Мальчик несколько раз стоял у гроба: в первый раз – вдвоем со старым Фите, во второй – вместе с двоюродным дедом Тинапелем, виноторговцем, и обоими дядями – Джемсом и Петером, и потом еще в третий раз, когда у открытого гроба собралась на несколько минут группа по-праздничному одетых портовых рабочих, чтобы проститься с бывшим главою торговой фирмы «Касторп и сын». Затем состоялись похороны, зал был переполнен, и пастор Бугенхаген из церкви Cв. Михаила, – он же крестил Ганса Касторпа, – облачившись в испанские брыжи, произнес надгробное слово, а затем, следуя в дрожках непосредственно за катафалком, за которым тянулся длиннейший хвост экипажей, беседовал с маленьким Гансом Касторпом. Потом кончился и этот отрезок жизни, и мальчик тут же попал в другой дом и другую обстановку – уже во второй раз за свою молодую жизнь.

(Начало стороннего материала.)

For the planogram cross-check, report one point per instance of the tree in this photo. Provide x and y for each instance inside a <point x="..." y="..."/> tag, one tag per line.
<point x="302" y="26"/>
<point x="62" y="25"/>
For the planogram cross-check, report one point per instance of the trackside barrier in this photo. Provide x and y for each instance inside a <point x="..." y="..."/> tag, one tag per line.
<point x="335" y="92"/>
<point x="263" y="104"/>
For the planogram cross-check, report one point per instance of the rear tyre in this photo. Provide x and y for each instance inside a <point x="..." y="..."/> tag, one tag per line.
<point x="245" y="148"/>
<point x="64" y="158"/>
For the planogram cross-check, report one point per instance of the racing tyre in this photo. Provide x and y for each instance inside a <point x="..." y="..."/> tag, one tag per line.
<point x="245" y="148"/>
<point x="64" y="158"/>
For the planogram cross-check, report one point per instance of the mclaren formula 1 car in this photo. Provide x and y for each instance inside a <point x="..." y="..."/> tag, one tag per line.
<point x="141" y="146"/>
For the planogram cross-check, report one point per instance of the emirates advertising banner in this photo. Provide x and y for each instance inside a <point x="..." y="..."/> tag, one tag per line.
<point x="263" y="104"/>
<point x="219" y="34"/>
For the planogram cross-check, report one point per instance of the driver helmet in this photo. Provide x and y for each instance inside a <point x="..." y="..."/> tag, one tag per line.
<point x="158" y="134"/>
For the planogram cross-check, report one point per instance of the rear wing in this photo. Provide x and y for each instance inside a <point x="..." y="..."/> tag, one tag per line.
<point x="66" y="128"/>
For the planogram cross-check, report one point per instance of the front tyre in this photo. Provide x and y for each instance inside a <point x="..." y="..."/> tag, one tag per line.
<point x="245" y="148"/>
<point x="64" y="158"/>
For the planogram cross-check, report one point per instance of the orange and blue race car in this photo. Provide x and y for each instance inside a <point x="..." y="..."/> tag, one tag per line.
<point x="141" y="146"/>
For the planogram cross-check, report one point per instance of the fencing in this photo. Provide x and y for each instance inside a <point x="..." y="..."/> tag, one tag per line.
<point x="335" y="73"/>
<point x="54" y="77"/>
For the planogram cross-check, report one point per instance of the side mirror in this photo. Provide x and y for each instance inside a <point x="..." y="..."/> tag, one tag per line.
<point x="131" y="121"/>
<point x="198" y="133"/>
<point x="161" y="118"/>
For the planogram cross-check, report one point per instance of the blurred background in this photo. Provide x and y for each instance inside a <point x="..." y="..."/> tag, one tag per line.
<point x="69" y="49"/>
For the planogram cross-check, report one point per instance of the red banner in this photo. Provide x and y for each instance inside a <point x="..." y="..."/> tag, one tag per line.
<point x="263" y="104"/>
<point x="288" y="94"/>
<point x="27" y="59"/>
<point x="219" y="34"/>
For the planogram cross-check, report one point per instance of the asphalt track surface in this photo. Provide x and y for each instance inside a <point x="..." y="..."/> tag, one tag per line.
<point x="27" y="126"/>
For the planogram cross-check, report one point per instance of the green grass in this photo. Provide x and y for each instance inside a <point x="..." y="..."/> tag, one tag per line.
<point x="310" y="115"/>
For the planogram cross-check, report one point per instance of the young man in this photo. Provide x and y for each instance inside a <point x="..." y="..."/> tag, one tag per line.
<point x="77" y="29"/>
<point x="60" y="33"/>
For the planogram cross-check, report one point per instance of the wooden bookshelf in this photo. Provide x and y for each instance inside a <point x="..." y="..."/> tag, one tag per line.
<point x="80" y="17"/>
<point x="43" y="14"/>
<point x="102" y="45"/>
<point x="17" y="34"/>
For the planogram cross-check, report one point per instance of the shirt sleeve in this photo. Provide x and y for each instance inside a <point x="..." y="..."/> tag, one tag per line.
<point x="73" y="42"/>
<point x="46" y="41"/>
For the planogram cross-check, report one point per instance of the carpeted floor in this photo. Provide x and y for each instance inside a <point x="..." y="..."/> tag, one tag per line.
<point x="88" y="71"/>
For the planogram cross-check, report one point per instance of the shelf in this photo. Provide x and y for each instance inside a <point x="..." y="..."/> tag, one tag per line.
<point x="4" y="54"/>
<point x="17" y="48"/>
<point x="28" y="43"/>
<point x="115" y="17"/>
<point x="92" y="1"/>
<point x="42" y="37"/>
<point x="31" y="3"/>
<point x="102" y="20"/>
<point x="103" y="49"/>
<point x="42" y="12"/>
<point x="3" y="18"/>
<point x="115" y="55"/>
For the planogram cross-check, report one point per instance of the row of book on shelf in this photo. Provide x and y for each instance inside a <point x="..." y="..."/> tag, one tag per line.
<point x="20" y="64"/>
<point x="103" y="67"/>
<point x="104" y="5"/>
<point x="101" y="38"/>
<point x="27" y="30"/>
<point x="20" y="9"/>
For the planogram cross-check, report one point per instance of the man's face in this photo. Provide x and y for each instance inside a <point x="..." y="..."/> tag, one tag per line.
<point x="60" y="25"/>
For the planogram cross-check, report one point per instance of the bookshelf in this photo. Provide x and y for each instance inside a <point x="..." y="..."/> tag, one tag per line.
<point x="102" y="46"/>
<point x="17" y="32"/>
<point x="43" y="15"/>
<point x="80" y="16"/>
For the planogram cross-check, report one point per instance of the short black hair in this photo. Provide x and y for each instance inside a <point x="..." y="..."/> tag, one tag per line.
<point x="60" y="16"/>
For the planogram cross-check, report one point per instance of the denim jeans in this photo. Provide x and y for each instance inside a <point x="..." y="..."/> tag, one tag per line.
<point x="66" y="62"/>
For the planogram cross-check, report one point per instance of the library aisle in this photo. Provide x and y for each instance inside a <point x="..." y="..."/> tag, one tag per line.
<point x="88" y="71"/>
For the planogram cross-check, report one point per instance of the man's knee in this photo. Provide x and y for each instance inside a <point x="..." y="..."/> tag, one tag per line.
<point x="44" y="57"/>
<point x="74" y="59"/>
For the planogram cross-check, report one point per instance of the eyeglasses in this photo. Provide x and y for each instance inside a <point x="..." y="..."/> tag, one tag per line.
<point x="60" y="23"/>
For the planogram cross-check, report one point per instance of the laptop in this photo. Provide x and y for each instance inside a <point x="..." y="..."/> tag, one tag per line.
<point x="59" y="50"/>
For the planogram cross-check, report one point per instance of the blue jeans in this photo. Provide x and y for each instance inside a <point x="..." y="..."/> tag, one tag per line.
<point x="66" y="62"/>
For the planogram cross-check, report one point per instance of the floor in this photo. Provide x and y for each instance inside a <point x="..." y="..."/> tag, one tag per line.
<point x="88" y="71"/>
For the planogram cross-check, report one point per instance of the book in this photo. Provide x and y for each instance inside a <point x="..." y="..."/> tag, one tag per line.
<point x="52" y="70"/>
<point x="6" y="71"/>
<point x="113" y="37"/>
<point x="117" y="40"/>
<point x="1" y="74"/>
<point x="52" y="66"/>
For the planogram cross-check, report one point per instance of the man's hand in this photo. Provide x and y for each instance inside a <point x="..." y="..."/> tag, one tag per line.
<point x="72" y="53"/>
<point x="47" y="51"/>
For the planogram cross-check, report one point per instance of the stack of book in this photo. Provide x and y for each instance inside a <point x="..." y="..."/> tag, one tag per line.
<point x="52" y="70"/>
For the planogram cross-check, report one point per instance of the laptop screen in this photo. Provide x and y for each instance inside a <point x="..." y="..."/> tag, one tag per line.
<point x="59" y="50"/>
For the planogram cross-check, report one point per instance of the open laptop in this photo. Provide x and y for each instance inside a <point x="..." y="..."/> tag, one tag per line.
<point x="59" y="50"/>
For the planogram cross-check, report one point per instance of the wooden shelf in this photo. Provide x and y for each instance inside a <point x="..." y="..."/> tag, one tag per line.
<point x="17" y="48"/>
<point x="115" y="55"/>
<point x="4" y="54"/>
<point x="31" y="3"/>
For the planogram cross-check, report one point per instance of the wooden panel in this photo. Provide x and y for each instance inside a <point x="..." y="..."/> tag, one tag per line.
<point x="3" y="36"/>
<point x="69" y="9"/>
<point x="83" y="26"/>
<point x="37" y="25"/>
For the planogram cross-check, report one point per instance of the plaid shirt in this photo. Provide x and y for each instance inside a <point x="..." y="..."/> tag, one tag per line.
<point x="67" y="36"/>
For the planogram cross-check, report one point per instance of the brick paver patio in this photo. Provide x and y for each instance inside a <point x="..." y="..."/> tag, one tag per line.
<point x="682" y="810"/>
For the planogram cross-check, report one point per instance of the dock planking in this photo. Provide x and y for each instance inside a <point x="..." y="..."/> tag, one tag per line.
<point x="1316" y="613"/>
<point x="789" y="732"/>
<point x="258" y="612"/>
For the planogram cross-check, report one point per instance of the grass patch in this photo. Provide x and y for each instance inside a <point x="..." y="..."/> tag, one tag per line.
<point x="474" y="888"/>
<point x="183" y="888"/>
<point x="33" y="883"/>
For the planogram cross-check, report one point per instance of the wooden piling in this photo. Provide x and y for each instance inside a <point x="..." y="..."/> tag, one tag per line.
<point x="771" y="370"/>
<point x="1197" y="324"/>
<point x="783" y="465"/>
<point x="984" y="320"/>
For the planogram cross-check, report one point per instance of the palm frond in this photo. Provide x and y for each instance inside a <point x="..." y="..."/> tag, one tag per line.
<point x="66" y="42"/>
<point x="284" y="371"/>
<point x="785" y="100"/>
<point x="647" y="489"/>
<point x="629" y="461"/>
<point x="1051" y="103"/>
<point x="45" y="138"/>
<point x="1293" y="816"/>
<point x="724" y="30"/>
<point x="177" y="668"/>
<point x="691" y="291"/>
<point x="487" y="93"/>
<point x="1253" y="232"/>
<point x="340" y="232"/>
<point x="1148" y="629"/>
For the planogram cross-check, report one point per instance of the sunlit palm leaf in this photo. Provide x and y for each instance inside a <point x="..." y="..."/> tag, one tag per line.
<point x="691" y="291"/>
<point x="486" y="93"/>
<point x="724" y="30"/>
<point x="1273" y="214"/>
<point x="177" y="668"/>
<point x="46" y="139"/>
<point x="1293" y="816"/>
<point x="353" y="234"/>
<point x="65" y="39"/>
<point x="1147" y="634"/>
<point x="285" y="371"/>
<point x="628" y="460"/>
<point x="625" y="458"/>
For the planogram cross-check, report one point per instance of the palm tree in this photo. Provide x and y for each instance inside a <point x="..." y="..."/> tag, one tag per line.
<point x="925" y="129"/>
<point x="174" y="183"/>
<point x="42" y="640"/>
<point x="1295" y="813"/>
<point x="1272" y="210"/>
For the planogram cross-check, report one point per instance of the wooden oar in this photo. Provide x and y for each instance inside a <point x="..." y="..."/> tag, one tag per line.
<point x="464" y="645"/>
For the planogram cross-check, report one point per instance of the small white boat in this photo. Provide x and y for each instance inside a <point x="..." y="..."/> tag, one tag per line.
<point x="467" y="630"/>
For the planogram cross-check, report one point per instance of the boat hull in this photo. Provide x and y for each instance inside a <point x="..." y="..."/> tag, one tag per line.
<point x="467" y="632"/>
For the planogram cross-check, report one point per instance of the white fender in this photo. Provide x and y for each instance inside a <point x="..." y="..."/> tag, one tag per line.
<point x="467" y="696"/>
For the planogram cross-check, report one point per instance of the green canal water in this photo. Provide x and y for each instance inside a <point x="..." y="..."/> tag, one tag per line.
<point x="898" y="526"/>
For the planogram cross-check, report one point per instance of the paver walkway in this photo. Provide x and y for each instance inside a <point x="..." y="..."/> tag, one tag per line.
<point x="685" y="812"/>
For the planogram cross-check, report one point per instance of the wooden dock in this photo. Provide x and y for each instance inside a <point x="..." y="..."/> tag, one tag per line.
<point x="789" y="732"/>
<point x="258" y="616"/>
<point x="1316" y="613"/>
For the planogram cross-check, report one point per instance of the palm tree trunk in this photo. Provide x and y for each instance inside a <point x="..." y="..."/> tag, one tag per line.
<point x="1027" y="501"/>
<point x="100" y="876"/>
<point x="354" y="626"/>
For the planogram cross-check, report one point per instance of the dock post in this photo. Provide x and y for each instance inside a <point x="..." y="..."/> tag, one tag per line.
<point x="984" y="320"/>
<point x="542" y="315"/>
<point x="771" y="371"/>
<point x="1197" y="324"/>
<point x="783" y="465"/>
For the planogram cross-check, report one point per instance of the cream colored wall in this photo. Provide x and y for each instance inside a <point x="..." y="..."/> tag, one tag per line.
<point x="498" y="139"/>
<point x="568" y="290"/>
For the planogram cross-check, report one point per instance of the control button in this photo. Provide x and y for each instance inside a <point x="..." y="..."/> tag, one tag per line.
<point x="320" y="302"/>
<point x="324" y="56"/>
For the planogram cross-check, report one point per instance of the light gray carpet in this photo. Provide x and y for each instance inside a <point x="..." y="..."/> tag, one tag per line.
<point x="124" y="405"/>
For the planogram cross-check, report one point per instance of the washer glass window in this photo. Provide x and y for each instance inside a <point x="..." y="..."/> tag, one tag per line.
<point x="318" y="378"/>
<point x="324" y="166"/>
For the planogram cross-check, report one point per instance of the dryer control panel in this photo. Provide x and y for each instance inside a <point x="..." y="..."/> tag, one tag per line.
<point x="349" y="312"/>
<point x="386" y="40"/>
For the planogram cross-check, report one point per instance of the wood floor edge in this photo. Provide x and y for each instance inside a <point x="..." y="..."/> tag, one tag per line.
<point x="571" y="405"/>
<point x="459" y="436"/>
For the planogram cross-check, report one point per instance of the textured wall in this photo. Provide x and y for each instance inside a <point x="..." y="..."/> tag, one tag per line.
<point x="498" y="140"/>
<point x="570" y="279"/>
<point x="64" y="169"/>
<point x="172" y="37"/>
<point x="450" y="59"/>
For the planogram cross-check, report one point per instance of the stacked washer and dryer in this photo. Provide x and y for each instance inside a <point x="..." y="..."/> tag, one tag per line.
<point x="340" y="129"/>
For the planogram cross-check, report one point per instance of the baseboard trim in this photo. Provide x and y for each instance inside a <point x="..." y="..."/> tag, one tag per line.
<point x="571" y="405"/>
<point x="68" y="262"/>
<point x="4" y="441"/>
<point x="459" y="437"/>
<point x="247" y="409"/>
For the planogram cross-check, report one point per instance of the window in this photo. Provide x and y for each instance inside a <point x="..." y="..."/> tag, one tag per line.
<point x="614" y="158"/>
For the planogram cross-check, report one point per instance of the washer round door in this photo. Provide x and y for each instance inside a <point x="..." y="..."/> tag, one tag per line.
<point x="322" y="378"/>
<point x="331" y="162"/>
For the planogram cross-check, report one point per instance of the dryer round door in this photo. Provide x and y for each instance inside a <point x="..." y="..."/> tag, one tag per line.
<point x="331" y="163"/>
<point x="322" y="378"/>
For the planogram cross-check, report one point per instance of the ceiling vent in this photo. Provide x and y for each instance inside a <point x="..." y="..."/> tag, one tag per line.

Жизнь у Тинапелей и душевное состояние Ганса Касторпа
Вреда от этого никакого не произошло: мальчика взял к себе его опекун, консул Тинапель, и Гансу Касторпу не пришлось жалеть об этом, ни в отношении себя самого – это-то уж бесспорно, – ни в отношении его интересов, хотя о них он тогда еще не думал. Консул Тинапель, дядя покойной матери мальчика, стал управлять тем, что осталось после Касторпов, продал недвижимость, взял на себя ликвидацию фирмы «Касторп и сын, импорт и экспорт» и в результате выколотил из всех этих операций около четырехсот тысяч марок, что и составило наследство Ганса Касторпа; на эти деньги консул приобрел устойчивые бумаги, причем, ничуть не оскорбляя своих родственных чувств, в начале каждого квартала регулярно оставлял себе из поступавших процентов с этих бумаг два процента комиссионных.
Дом Тинапелей стоял в глубине большого сада, у Гарвестехудской дороги, и выходил на лужайку, где не разрешалось произрастать ни одной сорной травинке, на городской питомник роз и на реку.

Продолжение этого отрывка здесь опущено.